On one afternoon last week, three soldiers walked with difficulty into the hospital. The most lightly injured, twenty-eight-year-old Artem Dvorskyi, reported an FPV explosion had ripped a minor wound in his leg. “Conflict is terrible. The guy beside me, Vasyl, was killed,” he said. “He fell down. Subsequently the Russians released a another grenade on him.” He continued: “Everything in the village is demolished. There are UAVs all around and bodies. Our side's and theirs.”
The soldier said his squad spent over a month in a wooded zone close to Pokrovsk, which enemy forces has been trying to seize since last year. Sole access to get to their location was by walking. Necessary provisions arrived by drone: rations and water. A week following he was injured, he walked 5km (roughly three miles), taking three hours, to where an armoured vehicle was able to evacuate him. Upon arrival, a medic checked his vital signs. After treatment, a nurse gave him new civilian clothes: a shirt and a set of pale denim trousers.
Artem Dvorskiy, 28, said a FPV aerial device ripped a small hole in his lower limb.
A different casualty, 38-year-old Pavlo Filipchuk, recounted a UAV explosion had left him with concussion. “My position was in a dugout. It suddenly became black. I couldn’t feel any feeling or any sound,” he explained. “I think I was fortunate to survive. My cousin has been killed. There are ongoing detonations.” A builder working in a neighboring country, he said he had come back to his homeland and enlisted to fight shortly before the Russian leader's large-scale attack in early 2022.
Another military member, a serviceman, had been struck in the upper body. He groaned as medical staff placed him on a bed, removed a stained bandage and treated his two-day-old shrapnel wound. Covered in a foil blanket, he used a mobile phone to call his family member. “A fragment of mortar hit me. The cause was a ricochet. I’m OK,” he told her. What were his plans now? “To recover. That will take a few months.
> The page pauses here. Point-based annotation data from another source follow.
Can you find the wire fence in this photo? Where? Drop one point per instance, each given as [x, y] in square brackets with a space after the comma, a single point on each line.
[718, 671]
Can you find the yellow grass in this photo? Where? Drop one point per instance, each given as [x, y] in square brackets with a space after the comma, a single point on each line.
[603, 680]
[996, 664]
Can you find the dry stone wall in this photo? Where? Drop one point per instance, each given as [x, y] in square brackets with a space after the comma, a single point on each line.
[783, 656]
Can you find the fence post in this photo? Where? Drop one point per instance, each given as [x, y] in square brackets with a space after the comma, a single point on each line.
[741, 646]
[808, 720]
Subsequently, to return to my unit. Someone has to defend our country,” he said.
Medical staff care for the wounded soldier, who was injured in the back by a fragment of mortar.
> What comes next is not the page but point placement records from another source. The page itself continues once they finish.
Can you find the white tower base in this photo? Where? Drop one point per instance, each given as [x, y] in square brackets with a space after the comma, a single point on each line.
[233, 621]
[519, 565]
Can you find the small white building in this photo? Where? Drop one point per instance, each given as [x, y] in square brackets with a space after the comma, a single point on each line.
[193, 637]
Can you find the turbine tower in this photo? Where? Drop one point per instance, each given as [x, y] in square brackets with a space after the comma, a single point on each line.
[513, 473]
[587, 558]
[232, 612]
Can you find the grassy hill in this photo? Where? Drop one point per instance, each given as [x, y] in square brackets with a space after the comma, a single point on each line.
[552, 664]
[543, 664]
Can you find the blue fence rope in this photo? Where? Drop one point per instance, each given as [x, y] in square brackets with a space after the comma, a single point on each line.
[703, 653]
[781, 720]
Over the past years, enemy forces has consistently attacked medical centers, clinics, obstetric units and emergency vehicles. Per international monitors, over two hundred medical personnel have been fatally attacked in almost two thousand assaults. The underground facility is constructed from multiple reinforced shelters, with wooden supports, soil and granular material placed above up to ground level. It is designed to resist direct hits from large-caliber projectiles and even multiple 8kg TNT charges dropped by drone.
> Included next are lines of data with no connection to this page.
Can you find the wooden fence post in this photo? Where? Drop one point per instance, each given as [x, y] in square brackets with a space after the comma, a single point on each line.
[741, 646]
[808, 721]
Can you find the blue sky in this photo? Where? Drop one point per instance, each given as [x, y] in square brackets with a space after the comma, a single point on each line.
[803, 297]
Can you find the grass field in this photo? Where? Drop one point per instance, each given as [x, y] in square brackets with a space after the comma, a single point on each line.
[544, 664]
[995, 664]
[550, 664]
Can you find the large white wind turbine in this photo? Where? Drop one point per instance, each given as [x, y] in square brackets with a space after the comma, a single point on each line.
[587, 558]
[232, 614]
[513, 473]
A major industrial group, which financed the construction, intends to build 20 facilities in all. The head of Ukraine’s national security council and ex- military leader, the official, declared they would be “critically essential for preserving the survival of our military and supporting defenders on the battlefront.” The organization referred to the project as the “most ambitious and demanding” it had undertaken after the enemy's invasion.
One of the facility's surgical rooms.
Holovashchenko, said some wounded soldiers had to endure delays hours or even multiple days before they could be evacuated due to the danger of air assaults. “Our facility received a pair of severely injured patients who arrived at 3am. I had to carry out a double amputation on one of them. The soldier's bleeding control device had been applied for so long there was no other option.” What is his method with severe surgeries? “I’ve been healthcare for two decades. You have to focus,” he remarked.
Orderlies wheeled the soldier up the tunnel and into an ambulance. The transport was parked beneath a bush. He and the two other military members were taken to the urban center of Dnipro for additional medical care. The subterranean medical team took a break. The hospital’s ginger cat, the mascot, padded toward the doorway to greet the incoming patients. “We are open 24 hours a day,” Holovashchenko stated. “It doesn’t stop.”